### New columns

In order to optimize performance and organization, I created columns for various reasons:

1. **Rating and expenses fields**  
In order to create proper dim tables, I calculated the average for each rating field and summed all expenses for each *"ticket_id"*.
2. **Mean rating and total expense**  
Easy and useful metrics.
3. ***"is_multiday"*, *"age_group"*, rating levels and group type**  
For easier segmentation in later phases.

In [None]:
import pandas as pd
import numpy as np

df = pd.read_csv(r"C:\Users\PC\Desktop\Estudio\Analisis de Datos\Proyectos\Festival Purchase Behavior Analysis\Datasets & Tables\festival_dataset_clean.csv")

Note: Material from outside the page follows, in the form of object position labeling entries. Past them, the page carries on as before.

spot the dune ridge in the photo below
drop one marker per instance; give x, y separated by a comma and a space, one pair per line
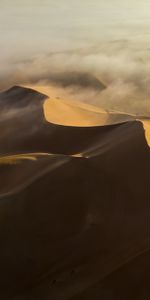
74, 204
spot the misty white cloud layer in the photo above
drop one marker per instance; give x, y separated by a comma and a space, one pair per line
110, 40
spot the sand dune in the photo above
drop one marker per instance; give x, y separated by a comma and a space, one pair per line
74, 204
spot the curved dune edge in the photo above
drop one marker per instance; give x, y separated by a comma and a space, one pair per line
69, 113
146, 125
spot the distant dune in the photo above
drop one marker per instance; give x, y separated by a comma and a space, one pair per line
74, 200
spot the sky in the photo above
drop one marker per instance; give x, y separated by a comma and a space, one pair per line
109, 39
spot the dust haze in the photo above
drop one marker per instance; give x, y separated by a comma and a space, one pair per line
96, 53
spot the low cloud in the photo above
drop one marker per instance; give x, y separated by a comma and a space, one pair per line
83, 76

# ------------------------
# Rating and expenses calculations
# ------------------------

# Calculate mean for each ticket_id and assign it to each row and rating type
ratings_list = ["satisfaction_rating", "cleanliness_rating", "security_rating"]
for rating in ratings_list:
    # Calculate mean rating score
    df[rating] = (
    # Groups by ticket_id to get the mean score for each ticket
    df.groupby("ticket_id")[rating].
    # Provides the mean score for each ticket_id, rounded to 2
    transform("mean").round(2)
)

# Calculate total expenses in different categories
expense_list = ["food_expense", "drink_expense", "merch_expense"]
for expense in expense_list:
    df[expense] = (
        # Groups by ticket_id to get the total expense for each ticket
        df.groupby("ticket_id")[expense].
        # Sums up the expenses for each ticket_id and rounds to 2
        transform("sum").
        round(2)
        )
    
# ------------------------
# Means calculations
# ------------------------

# Calculate the total amount spent on food, drinks, and merchandise
df["total_spent"] = round(df["food_expense"] + df["drink_expense"] + df["merch_expense"], 2)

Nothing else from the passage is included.